過去の歴史も複雑です。奄美大島はもともと琉球国の一部でしたが琉球処分で鹿児島県に編入された経緯があり、沖縄の文化と内地の文化が混ざっています。その「大島」と、さらに鹿児島市の間にあるトカラ列島は、大昔は琉球国の一部ではなかったのですが明治以降は「奄美の一部」と扱われ、第二次世界大戦後は、10あった主要島のうち鹿児島寄りの3島が「内地」扱いとなり、南側の7島が奄美とセットで1952年まで米軍施政下に置かれていた時代もありました(奄美大島の本土復帰は1953年)。

約50キロごとに小島が連なるうち、悪石島(あくせきじま)以北は火山型の地形で温帯に属し、宝島以南が沖縄のような珊瑚礁に囲まれた平たい地形で亜熱帯に属しています。ガラッと景色が変わります。人口はとても少ないのに、歴史文化、地形、気候、植生がグラデーションで手に取るように変化し、そのグラデーションを縫ってフェリーが海流のなかの島々を結んでいます。そんな島が日本にあるのです!

悪石島の北にある諏訪之瀬島では火山が日常的に噴火していて、人々は火山とともに暮らしています。沖縄復帰前にはヤマハが小さな飛行場を造ってまでリゾート開発しようとしたのですが条件が厳しすぎて失敗。その時に持ち込んだクジャクが野生化しているとのことです。

僕が滞在した宝島の人口は131名(2018年現在。もう名前から心惹かれますね)。その規模になると全島民が全生活を支えねばならず、週に2回のフェリーの入港日には、誰もが港に集まってきます。沖縄県の人口は146万人、小笠原村(東京都!)の人口でも2,500人はいるのですから、いかに小さな単位で生活を完結させているかということです。

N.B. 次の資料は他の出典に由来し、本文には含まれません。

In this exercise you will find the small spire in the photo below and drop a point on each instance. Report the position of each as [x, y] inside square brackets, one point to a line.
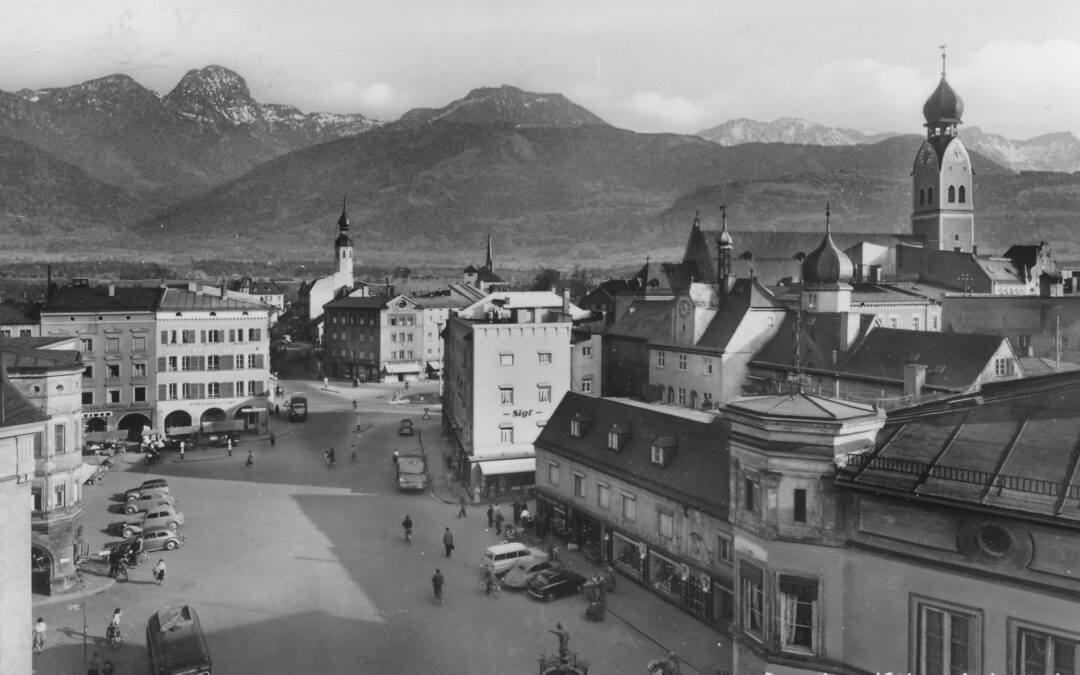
[343, 220]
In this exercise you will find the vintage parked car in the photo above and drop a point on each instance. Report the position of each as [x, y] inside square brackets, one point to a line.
[552, 583]
[164, 516]
[158, 538]
[522, 574]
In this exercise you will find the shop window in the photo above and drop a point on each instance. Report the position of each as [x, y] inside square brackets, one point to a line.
[752, 595]
[665, 524]
[798, 611]
[947, 638]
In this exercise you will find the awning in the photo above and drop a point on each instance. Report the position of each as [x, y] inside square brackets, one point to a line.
[402, 367]
[499, 467]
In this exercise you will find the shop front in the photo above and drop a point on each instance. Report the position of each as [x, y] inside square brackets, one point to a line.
[629, 555]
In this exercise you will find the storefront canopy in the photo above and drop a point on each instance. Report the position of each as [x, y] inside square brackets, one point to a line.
[402, 367]
[499, 467]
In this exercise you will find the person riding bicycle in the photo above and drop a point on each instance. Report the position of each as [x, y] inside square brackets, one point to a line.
[490, 581]
[112, 632]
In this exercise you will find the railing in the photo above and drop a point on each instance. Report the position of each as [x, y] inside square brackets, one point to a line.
[970, 476]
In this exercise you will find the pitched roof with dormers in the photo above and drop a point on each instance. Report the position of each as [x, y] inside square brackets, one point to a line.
[697, 472]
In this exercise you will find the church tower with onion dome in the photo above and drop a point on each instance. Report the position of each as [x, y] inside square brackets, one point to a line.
[826, 277]
[943, 212]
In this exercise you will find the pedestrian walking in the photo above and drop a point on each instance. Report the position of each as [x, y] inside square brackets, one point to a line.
[448, 541]
[436, 584]
[39, 634]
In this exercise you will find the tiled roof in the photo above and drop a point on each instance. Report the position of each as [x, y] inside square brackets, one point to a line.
[953, 360]
[643, 320]
[81, 299]
[16, 409]
[1012, 447]
[19, 354]
[696, 475]
[177, 299]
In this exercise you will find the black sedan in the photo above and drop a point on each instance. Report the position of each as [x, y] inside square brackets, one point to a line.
[552, 583]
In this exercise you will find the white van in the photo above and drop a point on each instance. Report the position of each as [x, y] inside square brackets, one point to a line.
[502, 557]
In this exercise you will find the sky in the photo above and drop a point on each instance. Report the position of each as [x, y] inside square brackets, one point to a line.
[649, 66]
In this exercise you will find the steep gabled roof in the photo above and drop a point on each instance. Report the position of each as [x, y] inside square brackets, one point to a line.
[953, 360]
[644, 320]
[697, 473]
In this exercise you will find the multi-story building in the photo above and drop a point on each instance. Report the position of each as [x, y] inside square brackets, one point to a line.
[644, 487]
[48, 372]
[213, 361]
[23, 431]
[115, 326]
[508, 363]
[376, 339]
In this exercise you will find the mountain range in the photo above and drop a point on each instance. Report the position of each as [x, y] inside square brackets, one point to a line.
[110, 169]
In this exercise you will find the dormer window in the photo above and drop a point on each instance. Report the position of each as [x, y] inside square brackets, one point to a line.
[579, 424]
[662, 449]
[618, 436]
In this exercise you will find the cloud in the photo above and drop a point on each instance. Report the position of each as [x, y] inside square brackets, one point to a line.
[350, 96]
[675, 111]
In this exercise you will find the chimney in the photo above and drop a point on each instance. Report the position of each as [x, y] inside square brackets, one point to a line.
[915, 378]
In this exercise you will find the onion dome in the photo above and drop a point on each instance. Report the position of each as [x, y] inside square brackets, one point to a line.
[944, 105]
[342, 239]
[827, 264]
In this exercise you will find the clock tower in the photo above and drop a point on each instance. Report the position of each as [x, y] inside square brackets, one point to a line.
[943, 212]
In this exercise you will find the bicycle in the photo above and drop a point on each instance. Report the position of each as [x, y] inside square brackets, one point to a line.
[113, 637]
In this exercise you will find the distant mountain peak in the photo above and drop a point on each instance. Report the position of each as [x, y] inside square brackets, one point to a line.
[214, 93]
[508, 105]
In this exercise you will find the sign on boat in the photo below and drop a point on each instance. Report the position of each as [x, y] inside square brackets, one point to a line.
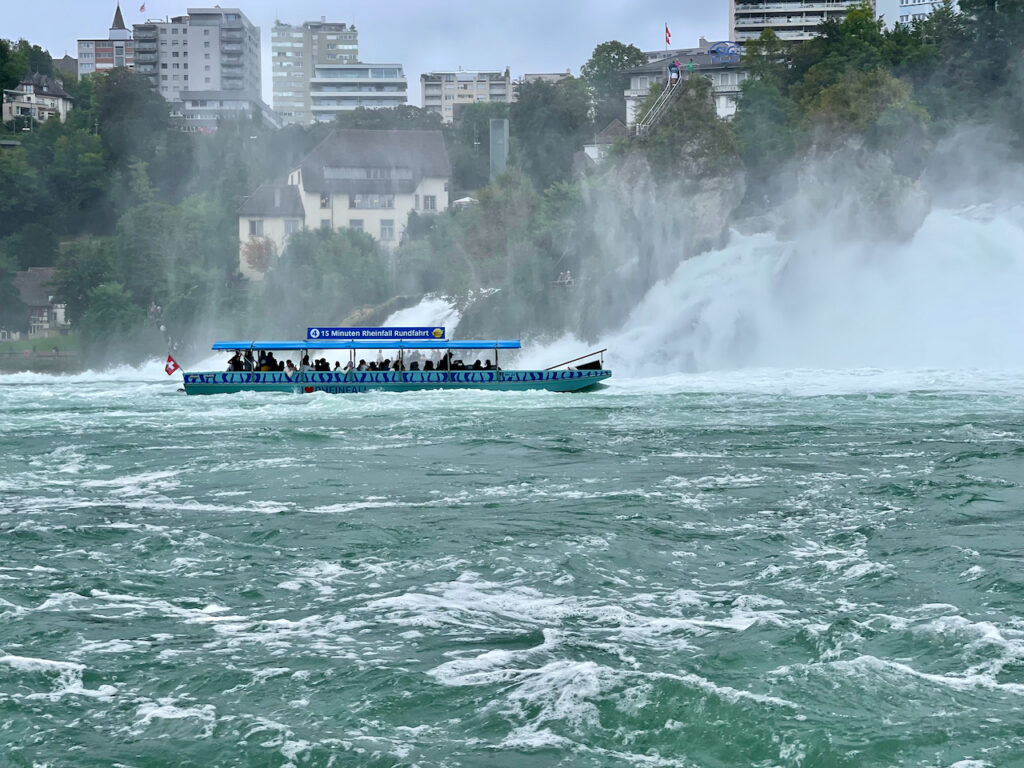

今回報道されている悪石島は人口89人(2025年現在)。

そういう環境で自然と向き合って暮らしている人たちのことを思い出し、フェリーの中から撮った悪石島の写真をお届けします。この時は運が良くて、鏡のような海面だったんですよね。あの頃いろんな島に通っていたのは、今から思うと「コミュニティの単位」の練習をしていたのかもしれないです。